PRIMARY OBJECTIVES:
I. To evaluate the objective response rate (ORR), based on Response Evaluation Criteria in Solid Tumors (RECIST, version 1.1), of pembrolizumab in combination with letrozole and palbociclib in patients with newly diagnosed metastatic estrogen receptor (ER) positive (+) human epidermal growth factor receptor (HER)2 negative (-) breast cancer, and determine if the addition of pembrolizumab to letrozole and palbociclib combination can achieve an improved response rate (ORR = complete response \[CR\] + partial response \[PR\]) measured from the study baseline, based on RECIST version 1.1.
II. To evaluate the clinical response rate (CR or PR via RECIST 1.1). (Cohort 3) III. To evaluate dynamic changes in host peripheral blood in predicting response to treatment: CD8+ EMRA T cells; CD4+ EM T cells; classic monocytes (CD14+ CD16-) and non-classic monocytes (CD14Dim- CD16+). (Cohort 3)
SECONDARY OBJECTIVES:
I. To determine the safety and tolerability of adding pembrolizumab (200 mg every 3 weeks) to letrozole (2.5 mg) and palbociclib (125 mg, 3 weeks on, one week off) in patients with metastatic ER+HER2- breast cancer.
II. To evaluate the CR rate. III. To evaluate progression-free survival (PFS). IV. To evaluate overall survival (OS). V. To evaluate duration of response (DOR) using RECIST version 1.1. VI. To evaluate clinical benefit rate (CBR) using RECIST version 1.1. VII. To evaluate toxicities (using the National Cancer Institute \[NCI\] Common Terminology Criteria for Adverse Events \[CTCAE\], version 4.0) associated with the triple drug combination (pembrolizumab, letrozole, and palbociclib) in patients with metastatic ER+HER2- breast cancer.
VIII. To evaluate CR, PR, ORR, PFS, DOR, and CBR using immune-related Response Criteria in Solid Tumors (irRECIST); time to treatment failure will also be assessed.

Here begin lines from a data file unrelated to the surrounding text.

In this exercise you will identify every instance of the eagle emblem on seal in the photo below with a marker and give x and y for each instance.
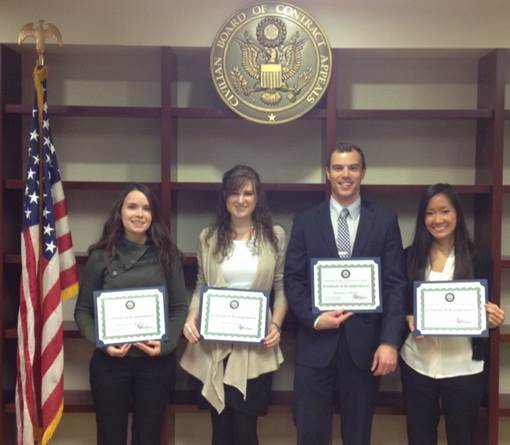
(271, 63)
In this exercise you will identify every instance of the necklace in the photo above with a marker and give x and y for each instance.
(242, 235)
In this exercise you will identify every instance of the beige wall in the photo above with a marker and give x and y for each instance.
(348, 23)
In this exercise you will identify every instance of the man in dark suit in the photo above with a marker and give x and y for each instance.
(338, 350)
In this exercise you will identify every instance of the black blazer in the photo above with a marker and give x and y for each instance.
(378, 235)
(482, 269)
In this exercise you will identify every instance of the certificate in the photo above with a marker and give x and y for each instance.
(130, 315)
(349, 284)
(450, 308)
(233, 315)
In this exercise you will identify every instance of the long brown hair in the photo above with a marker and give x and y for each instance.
(233, 180)
(158, 235)
(419, 252)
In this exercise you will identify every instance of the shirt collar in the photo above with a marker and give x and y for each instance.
(354, 208)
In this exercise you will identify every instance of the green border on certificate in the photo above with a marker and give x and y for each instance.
(350, 284)
(130, 315)
(234, 315)
(451, 308)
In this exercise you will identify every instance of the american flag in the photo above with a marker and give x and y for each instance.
(48, 275)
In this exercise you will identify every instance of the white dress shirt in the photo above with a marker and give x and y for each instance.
(441, 357)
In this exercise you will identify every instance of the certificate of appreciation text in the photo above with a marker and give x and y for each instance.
(450, 308)
(350, 284)
(130, 315)
(233, 315)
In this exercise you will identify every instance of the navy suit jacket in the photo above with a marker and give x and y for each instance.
(378, 235)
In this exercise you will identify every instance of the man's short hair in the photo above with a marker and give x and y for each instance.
(347, 147)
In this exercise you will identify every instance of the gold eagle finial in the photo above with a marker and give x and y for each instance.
(40, 33)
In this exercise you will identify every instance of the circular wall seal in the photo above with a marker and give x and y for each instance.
(271, 63)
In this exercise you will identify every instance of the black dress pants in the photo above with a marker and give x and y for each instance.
(233, 427)
(119, 384)
(314, 391)
(459, 397)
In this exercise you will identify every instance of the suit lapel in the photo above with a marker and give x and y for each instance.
(326, 230)
(366, 221)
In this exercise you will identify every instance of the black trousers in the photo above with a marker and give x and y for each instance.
(459, 398)
(314, 391)
(233, 427)
(119, 384)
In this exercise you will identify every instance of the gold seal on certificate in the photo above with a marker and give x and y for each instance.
(130, 315)
(451, 308)
(233, 315)
(349, 284)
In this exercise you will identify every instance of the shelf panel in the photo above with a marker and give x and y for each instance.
(504, 336)
(504, 405)
(90, 111)
(81, 258)
(18, 184)
(415, 114)
(420, 188)
(268, 187)
(221, 113)
(292, 187)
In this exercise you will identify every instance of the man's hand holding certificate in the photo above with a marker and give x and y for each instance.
(450, 308)
(348, 284)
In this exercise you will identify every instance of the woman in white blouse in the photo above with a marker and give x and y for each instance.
(444, 371)
(241, 250)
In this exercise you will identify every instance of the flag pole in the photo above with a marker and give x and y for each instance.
(40, 73)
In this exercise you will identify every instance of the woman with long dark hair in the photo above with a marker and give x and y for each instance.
(133, 251)
(444, 369)
(242, 250)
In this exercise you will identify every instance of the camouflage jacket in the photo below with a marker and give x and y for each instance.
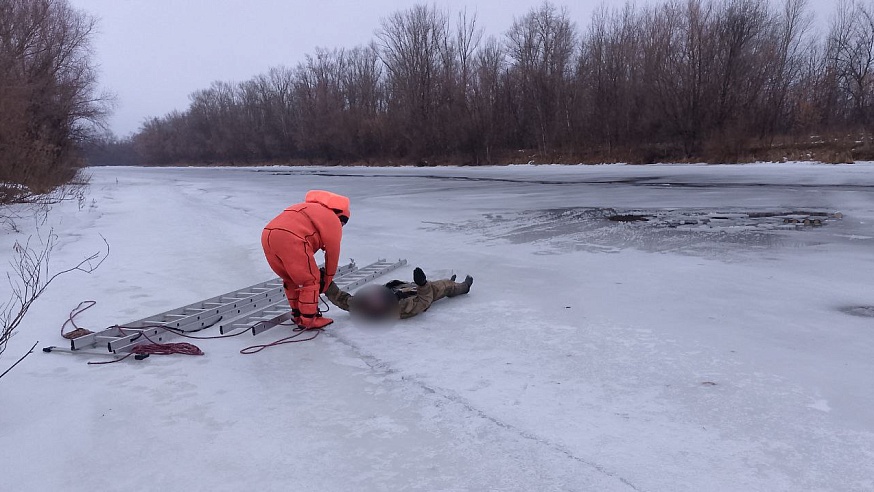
(407, 307)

IX. To further evaluate the safety/tolerability of the combination. (Cohort 3) X. To evaluate the PFS, DOR (time from documentation of tumor response to disease progression or death), overall survival (OS). (Cohort 3) XI. Cellular/humoral immune response by analyzing immune and stromal cell characteristics before and after treatment that correlate with clinical response. (Cohort 3) XII. Circulating tumor deoxyribonucleic acid (DNA) (ctDNA) changes. (Cohort 3)
EXPLORATORY OBJECTIVES:
I. To study cellular/humoral immune response by analyzing immune and stromal cell characteristics before and after treatment that correlate with clinical response; this includes programmed cell death 1 ligand 1 (PD-L1) expression levels.
II. To study the peripheral serum thymidine kinase (TK) level and its association with treatment response.
III. To study circulating tumor DNA (ctDNA) and the effect of combining pembrolizumab, letrozole, and palbociclib on ctDNA profiles.
IV. To evaluate genomic and phenotypic status of breast tumor.
OUTLINE: Patients are assigned to 1 of 2 cohorts.
COHORTS 1 AND 2: Patients receive letrozole orally (PO) once daily (QD) on days 1-28 and palbociclib PO QD for 3 weeks. Cycles with letrozole and palbociclib repeat every 28 days in the absence of disease progression or unacceptable toxicity. Patients also receive pembrolizumab intravenously (IV) over 30 minutes on day 1. Cycles with pembrolizumab repeat every 21 days in the absence of disease progression or unacceptable toxicity. (CLOSED TO ACCRUAL)
COHORT 3: Patients receive either letrozole PO QD on days -28 to -1 and days 1-28, or fulvestrant on days -28, -14, and day 1 of subsequent cycles. Patients also receive palbociclib PO QD for 3 weeks. Cycles with palbociclib, and letrozole or fulvestrant repeat every 28 days in the absence disease progression or unacceptable toxicity. Patients also receive pembrolizumab IV over 30 minutes on day 1. Cycles with pembrolizumab repeat every 21 days in the absence of disease progression or unacceptable toxicity.
After completion of study treatment, patients are followed up at 30 days, every 6 months for 3 years, and then every 12 months for 1 year.